Buses and passengers arrive at the LeetCode station. If a bus arrives at the station at a time tbus and a passenger arrived at a time tpassenger where tpassenger <= tbus and the passenger did not catch any bus, the passenger will use that bus. In addition, each bus has a capacity. If at the moment the bus arrives at the station there are more passengers waiting than its capacity capacity, only capacity passengers will use the bus.

**Write a solution to report the number of users that used each bus.**

Return the result table ordered by bus_id in ascending order.

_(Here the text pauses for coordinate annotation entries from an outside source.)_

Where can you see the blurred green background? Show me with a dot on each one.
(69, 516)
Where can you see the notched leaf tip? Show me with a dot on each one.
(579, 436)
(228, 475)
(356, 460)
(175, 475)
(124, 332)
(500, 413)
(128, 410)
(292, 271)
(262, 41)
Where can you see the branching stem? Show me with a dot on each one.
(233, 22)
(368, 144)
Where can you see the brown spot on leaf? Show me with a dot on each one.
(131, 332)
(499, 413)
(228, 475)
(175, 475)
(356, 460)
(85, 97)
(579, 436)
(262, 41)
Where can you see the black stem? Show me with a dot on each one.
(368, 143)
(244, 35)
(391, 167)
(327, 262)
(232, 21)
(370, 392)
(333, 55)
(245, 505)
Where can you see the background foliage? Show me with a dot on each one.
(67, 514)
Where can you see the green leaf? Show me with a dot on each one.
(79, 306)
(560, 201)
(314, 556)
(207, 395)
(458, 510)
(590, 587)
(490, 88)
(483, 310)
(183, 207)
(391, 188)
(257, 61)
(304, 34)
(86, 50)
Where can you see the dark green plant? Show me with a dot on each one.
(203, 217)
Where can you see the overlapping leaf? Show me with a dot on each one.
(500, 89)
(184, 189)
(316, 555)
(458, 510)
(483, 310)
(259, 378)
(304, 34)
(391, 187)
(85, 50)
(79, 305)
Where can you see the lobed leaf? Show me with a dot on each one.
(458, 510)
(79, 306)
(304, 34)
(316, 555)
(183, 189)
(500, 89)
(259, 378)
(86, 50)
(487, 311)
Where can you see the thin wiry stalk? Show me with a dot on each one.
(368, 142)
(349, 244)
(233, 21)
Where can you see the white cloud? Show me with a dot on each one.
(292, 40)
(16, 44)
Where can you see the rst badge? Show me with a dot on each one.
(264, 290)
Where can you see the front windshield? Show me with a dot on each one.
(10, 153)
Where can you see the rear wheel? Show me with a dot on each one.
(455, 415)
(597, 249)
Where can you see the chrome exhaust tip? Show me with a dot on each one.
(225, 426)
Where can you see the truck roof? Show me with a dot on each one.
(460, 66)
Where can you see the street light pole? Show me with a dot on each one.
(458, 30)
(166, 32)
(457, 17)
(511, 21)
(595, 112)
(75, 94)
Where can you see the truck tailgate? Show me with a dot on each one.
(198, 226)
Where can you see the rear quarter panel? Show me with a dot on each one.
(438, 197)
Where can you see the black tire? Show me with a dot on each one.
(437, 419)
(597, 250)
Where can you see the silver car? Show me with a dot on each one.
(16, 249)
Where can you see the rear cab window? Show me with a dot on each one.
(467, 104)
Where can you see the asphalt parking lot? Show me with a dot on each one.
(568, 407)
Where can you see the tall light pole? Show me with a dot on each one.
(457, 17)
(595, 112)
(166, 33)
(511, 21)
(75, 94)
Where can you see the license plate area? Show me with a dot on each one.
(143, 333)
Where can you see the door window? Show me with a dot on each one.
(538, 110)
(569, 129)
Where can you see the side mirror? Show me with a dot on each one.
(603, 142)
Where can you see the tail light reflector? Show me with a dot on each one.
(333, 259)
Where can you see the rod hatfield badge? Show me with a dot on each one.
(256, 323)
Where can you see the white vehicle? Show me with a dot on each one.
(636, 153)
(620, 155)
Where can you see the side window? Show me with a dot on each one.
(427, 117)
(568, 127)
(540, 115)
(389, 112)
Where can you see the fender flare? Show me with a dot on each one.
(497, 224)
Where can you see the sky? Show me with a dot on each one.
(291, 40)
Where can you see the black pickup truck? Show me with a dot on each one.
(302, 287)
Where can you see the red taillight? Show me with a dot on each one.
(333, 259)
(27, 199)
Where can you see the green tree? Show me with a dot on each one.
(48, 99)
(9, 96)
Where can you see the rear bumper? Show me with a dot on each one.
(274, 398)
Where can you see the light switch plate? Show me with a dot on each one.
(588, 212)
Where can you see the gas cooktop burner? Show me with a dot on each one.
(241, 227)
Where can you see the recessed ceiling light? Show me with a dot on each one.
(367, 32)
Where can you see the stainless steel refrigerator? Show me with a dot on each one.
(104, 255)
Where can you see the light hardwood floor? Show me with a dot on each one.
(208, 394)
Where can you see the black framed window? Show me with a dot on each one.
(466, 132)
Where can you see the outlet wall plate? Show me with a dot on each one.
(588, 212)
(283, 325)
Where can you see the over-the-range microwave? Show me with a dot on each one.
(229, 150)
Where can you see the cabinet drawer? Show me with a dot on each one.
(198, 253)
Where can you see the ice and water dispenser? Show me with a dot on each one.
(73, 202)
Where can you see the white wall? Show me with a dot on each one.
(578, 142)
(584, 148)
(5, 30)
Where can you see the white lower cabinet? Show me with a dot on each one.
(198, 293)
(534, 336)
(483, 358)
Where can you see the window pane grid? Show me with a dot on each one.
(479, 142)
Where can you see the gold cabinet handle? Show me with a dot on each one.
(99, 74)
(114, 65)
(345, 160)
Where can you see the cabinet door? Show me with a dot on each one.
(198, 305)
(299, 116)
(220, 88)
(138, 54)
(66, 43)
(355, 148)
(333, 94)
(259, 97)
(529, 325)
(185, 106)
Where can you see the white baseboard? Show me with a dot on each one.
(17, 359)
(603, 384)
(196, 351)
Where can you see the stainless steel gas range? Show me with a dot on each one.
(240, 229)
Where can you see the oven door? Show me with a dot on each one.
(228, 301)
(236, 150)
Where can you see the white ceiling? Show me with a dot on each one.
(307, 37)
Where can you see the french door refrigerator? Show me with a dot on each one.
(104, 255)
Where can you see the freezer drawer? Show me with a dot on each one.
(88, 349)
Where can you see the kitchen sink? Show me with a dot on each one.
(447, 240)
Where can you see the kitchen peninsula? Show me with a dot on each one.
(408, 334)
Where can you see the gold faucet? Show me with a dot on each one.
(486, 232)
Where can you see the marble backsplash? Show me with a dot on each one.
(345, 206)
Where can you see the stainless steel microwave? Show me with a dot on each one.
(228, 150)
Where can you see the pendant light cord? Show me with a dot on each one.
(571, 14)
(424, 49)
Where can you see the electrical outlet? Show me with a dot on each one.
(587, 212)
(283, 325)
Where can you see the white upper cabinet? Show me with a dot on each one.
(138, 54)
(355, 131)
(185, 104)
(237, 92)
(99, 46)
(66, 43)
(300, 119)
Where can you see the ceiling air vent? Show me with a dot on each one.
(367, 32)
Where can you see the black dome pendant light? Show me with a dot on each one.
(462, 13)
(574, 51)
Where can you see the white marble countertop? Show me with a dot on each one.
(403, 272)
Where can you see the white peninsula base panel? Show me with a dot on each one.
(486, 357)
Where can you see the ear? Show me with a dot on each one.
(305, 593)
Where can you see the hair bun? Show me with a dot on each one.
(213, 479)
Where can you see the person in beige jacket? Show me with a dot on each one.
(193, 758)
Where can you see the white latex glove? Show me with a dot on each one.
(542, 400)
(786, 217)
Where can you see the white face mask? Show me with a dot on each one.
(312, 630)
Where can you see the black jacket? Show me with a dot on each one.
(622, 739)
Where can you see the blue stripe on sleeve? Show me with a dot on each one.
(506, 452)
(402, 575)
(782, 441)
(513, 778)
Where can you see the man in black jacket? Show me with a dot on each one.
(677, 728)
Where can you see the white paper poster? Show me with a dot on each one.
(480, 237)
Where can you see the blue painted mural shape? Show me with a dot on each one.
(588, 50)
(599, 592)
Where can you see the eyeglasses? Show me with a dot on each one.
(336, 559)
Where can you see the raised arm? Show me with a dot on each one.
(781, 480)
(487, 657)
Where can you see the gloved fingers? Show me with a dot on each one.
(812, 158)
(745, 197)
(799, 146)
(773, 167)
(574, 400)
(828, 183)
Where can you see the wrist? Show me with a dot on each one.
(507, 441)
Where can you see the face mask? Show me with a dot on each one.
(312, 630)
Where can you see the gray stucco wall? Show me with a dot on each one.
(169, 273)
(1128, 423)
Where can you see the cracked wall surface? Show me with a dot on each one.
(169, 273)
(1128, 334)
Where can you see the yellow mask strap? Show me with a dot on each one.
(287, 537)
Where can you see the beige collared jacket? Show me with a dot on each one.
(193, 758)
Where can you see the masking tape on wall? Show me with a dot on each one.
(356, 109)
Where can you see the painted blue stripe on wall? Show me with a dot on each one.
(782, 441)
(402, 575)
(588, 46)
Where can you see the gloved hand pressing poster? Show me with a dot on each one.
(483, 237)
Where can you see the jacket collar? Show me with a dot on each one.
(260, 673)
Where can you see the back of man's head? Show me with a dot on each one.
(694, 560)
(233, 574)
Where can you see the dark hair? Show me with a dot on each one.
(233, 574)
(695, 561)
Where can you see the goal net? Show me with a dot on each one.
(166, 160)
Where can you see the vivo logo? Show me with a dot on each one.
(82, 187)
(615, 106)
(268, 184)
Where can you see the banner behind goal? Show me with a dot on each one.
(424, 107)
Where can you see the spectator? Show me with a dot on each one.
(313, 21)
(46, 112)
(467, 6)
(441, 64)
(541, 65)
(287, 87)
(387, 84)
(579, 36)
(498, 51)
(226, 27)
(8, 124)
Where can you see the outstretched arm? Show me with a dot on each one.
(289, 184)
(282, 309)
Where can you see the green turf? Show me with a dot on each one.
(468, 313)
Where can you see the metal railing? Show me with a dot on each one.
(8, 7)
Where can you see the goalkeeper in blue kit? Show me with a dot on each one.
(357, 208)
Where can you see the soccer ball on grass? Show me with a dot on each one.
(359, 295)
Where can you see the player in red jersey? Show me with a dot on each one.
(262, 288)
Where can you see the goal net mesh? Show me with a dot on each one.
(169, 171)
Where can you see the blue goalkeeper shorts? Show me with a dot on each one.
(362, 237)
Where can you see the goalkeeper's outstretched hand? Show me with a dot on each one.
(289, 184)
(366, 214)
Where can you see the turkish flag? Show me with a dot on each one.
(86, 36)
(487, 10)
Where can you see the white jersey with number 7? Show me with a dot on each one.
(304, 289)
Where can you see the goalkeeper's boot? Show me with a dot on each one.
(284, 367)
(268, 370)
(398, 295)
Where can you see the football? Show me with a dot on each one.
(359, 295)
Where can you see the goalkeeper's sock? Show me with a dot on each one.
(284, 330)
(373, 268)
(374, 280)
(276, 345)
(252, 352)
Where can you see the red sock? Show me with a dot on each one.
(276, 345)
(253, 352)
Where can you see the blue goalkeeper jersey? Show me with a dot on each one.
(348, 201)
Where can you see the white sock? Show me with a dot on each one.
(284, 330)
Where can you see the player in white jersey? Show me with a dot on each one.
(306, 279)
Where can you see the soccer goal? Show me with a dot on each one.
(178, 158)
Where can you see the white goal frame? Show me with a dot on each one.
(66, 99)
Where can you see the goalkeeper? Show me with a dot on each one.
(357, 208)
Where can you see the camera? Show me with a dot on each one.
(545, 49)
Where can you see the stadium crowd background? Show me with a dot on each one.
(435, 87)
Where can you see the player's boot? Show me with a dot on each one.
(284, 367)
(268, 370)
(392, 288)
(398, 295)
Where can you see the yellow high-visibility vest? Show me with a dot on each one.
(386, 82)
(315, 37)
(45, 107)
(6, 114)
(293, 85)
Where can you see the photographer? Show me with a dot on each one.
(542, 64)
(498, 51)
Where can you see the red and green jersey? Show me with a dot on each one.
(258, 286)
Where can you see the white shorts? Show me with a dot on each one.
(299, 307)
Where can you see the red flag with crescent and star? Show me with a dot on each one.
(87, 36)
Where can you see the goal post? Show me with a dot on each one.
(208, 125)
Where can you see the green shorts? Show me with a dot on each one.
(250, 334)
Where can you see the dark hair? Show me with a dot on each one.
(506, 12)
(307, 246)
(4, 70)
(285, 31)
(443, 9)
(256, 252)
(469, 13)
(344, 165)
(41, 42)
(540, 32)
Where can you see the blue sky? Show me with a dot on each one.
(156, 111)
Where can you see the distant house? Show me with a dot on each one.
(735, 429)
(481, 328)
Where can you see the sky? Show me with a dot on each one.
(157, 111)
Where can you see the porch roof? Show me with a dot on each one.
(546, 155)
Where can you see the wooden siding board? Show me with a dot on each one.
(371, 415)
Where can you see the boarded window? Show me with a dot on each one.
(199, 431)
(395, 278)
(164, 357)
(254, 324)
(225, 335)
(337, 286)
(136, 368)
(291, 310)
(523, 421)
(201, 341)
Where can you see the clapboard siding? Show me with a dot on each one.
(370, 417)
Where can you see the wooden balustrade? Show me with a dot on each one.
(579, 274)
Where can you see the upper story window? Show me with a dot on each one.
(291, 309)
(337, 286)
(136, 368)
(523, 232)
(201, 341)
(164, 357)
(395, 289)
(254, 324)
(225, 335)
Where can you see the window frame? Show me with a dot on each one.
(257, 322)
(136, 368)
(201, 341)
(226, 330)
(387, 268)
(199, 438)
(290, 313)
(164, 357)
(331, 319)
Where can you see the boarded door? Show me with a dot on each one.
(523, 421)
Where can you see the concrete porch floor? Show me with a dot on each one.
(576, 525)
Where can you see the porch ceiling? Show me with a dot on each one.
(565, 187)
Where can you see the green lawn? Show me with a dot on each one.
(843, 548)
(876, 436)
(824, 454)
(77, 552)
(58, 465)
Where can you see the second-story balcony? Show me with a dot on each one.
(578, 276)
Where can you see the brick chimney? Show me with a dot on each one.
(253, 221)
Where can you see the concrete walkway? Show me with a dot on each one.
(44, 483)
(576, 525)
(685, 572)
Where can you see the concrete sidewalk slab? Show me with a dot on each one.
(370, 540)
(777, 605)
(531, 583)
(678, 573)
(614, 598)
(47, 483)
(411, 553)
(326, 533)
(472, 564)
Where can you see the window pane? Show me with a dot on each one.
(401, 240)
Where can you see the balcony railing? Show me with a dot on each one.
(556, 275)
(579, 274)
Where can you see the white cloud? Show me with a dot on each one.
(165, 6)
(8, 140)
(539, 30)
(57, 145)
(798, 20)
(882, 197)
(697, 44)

The result format is in the following example.

**Example 1:**

**Input:** 

**Buses table:**

| bus_id | arrival_time | capacity |
|--------|--------------|----------|
| 1      | 2            | 1        |
| 2      | 4            | 10       |
| 3      | 7            | 2        |

**Passengers table:**
| passenger_id | arrival_time |
|--------------|--------------|
| 11           | 1            |
| 12           | 1            |
| 13           | 5            |
| 14           | 6            |
| 15           | 7            |

**Output:** 
| bus_id | passengers_cnt |
|--------|----------------|
| 1      | 1              |
| 2      | 1              |
| 3      | 2              |

**Explanation:** 
- Passenger 11 arrives at time 1.
- Passenger 12 arrives at time 1.
- Bus 1 arrives at time 2 and collects passenger 11 as it has one empty seat.
- Bus 2 arrives at time 4 and collects passenger 12 as it has ten empty seats.
- Passenger 12 arrives at time 5.
- Passenger 13 arrives at time 6.
- Passenger 14 arrives at time 7.
- Bus 3 arrives at time 7 and collects passengers 12 and 13 as it has two empty seats.

In [0]:
buses_data_2153 = [
    (1, 2, 1),
    (2, 4, 10),
    (3, 7, 2)
]

buses_columns_2153 = ["bus_id", "arrival_time", "capacity"]
buses_df_2153 = spark.createDataFrame(buses_data_2153, buses_columns_2153)
buses_df_2153.show()

passengers_data_2153 = [
    (11, 1),
    (12, 1),
    (13, 5),
    (14, 6),
    (15, 7)
]

passengers_columns_2153 = ["passenger_id", "arrival_time"]
passengers_df_2153 = spark.createDataFrame(passengers_data_2153, passengers_columns_2153)
passengers_df_2153.show()

+------+------------+--------+
|bus_id|arrival_time|capacity|
+------+------------+--------+
|     1|           2|       1|
|     2|           4|      10|
|     3|           7|       2|
+------+------------+--------+

+------------+------------+
|passenger_id|arrival_time|
+------------+------------+
|          11|           1|
|          12|           1|
|          13|           5|
|          14|           6|
|          15|           7|
+------------+------------+



In [0]:
w_pass = Window.orderBy(col("arrival_time"), col("passenger_id"))

In [0]:
passengers_ranked_df_2153 = passengers_df_2153\
                                .withColumn("passenger_rank", row_number().over(w_pass)) \
                                    .withColumnRenamed("arrival_time", "passenger_arrival_time")



In [0]:
w_bus = Window.orderBy("arrival_time").rowsBetween(Window.unboundedPreceding, 0)

In [0]:
buses_cumulative_df_2153 = buses_df_2153\
                                .withColumn("cum_capacity", sum("capacity").over(w_bus))



In [0]:
joined_df_2153 = passengers_ranked_df_2153.crossJoin(buses_cumulative_df_2153) \
    .where(
        (col("passenger_rank") <= col("cum_capacity")) & 
        (col("arrival_time") >= col("passenger_arrival_time"))
    )



In [0]:
w_bus_assign = Window.partitionBy("bus_id").orderBy("passenger_rank")

In [0]:
assigned_df_2153 = joined_df_2153\
                        .withColumn("rn", row_number().over(w_bus_assign)) \
                            .where(col("rn") <= col("capacity")) \
                                .select("bus_id", "passenger_id")



In [0]:
bus_counts_df_2153 = assigned_df_2153\
                            .groupBy("bus_id")\
                                .agg(
                                    count("passenger_id").alias("passengers_cnt")
                                    )



In [0]:
buses_df_2153\
    .join(bus_counts_df_2153, "bus_id", "left").fillna(0).orderBy("bus_id")\
        .select("bus_id","passengers_cnt").show()



+------+--------------+
|bus_id|passengers_cnt|
+------+--------------+
|     1|             1|
|     2|             2|
|     3|             2|
+------+--------------+